Data

Data sources

MRIxFields2026 provides a large-scale multi-field MRI dataset spanning 0.1T to 7T, integrating unpaired multi-center cohorts with prospectively acquired travelling-volunteer paired data.

💾 Data Overview: Scale & Diversity

Total Volume:
- Total Volume: The dataset comprises approximately 2500+ retrospective unpaired cases (5 fields; 3 modalities ) and 600 paired cases (40 paired volunteers×5 fields×3 modalities).
Multi-field structural brain MRI data featuring:5 Field Strengths: 0.1T, 1.5T, 3T, 5T, 7T systems.
- 3 Modalities: 3D T1-Weighted (T1W), 2D/3D T2-Weighted (T2W), 2D/3D T2 FLAIR.(For 2D data, we utilize a pre-trained super-resolution network to reconstruct 3D volumes from 2D inputs.)
- 3 Manufacturers: Siemens Healthineers, United Imaging Healthcare, Point Imaging.

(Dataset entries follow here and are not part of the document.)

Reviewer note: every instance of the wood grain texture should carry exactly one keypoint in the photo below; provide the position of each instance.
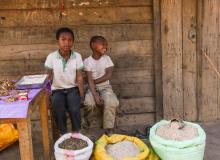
(189, 60)
(210, 26)
(54, 4)
(100, 15)
(171, 28)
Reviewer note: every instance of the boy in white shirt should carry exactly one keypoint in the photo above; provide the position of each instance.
(99, 69)
(64, 70)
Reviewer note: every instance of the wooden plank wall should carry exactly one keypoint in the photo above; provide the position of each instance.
(27, 31)
(190, 85)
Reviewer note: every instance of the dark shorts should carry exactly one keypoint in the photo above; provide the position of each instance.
(66, 101)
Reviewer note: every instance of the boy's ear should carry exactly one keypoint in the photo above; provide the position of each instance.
(92, 45)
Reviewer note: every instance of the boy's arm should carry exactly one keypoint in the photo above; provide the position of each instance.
(92, 88)
(79, 79)
(50, 74)
(106, 76)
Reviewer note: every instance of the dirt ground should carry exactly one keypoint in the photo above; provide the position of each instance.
(212, 151)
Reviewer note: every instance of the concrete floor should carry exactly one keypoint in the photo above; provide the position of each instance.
(212, 151)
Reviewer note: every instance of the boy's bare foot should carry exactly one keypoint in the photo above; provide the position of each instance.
(109, 131)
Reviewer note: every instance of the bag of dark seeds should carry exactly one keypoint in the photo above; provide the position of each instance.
(75, 146)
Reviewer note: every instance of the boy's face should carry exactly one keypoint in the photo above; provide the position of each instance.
(65, 41)
(100, 47)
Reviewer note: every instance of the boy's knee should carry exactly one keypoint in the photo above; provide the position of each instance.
(111, 101)
(89, 101)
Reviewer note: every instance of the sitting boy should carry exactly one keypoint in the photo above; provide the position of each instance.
(99, 69)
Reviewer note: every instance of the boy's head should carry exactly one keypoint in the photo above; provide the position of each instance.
(65, 38)
(99, 44)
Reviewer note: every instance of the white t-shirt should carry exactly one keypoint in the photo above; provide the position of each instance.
(97, 67)
(64, 72)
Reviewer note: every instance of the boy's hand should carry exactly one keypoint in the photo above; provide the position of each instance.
(98, 99)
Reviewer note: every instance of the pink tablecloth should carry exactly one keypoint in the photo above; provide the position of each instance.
(17, 109)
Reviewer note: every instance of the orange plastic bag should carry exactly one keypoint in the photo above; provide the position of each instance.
(8, 135)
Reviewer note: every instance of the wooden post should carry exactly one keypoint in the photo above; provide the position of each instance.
(44, 125)
(209, 43)
(171, 35)
(199, 58)
(25, 139)
(157, 60)
(189, 60)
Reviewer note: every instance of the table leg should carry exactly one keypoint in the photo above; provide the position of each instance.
(25, 139)
(44, 126)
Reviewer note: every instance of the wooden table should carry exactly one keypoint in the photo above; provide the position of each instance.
(24, 126)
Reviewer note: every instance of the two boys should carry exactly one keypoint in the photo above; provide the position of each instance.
(65, 72)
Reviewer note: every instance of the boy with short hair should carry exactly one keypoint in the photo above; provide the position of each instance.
(99, 69)
(64, 70)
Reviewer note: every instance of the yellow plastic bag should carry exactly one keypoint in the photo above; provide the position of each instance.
(8, 135)
(100, 152)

Field Strength	Prospective T1w (paired)	Prospective T2w (paired)	Prospective T2 FLAIR (paired)	Retrospective T1w (unpaired)	Retrospective T2w (unpaired)	Retrospective T2 FLAIR (unpaired)	Scanners	Manufacturer
0.1T	40 (3D)	40 (3D)	40 (2D)	100 (3D)	100 (3D)	99 (2D)	piMR-820H	Point Imaging
1.5T	40 (3D)	40 (3D)	40 (2D)	104 (3D)	221 (2D)	221 (2D)	uMR 670	United Imaging Healthcare
3T	40 (3D)	40 (3D)	40 (2D)	143 (3D)	142 (3D)	143 (2D)	MAGNETOM Prisma	Siemens Healthineers
5T	40 (3D)	40 (3D)	40 (2D)	121 (3D)	43 (3D)	102 (2D)	uMR Jupiter	United Imaging Healthcare
7T	40 (3D)	40 (3D)	40 (2D)	235 (3D)	81 (3D)	84 (2D)	MAGNETOM Terra	Siemens Healthineers

📊 Dataset seperation: Training, Validation, and Testing

Overall Split

Training set: 1945+ cases (T1W, T2W, T2 FLAIR), consisting of the 1900+ retrospective unpaired cases together with 45 paired cases (3 paired volunteers× 5 fields×3 modalities). All training data (both unpaired and paired) are released in full.
Validation set: 225 cases, corresponding to 15 volunteers × 5 fields × 3 modalities. Only inputs are released to participants. Each validation volunteer is assigned to exactly one of the 5 source fields (3 volunteers per field), and only that volunteer's scans at the assigned source field are released as model input. The remaining 4 field strengths × 3 modalities per volunteer are withheld as paired ground truth for evaluation. See here for validation details: https://github.com/MRIxFields/MRIxFields2026/tree/main/Submission
Test set: 300 cases, corresponding to 20 held-out volunteers × 5 fields × 3 modalities

The precise role of each split varies across tasks, depending on whether the task is driven primarily by unpaired learning, paired target-domain supervision, or controllable conditional generation.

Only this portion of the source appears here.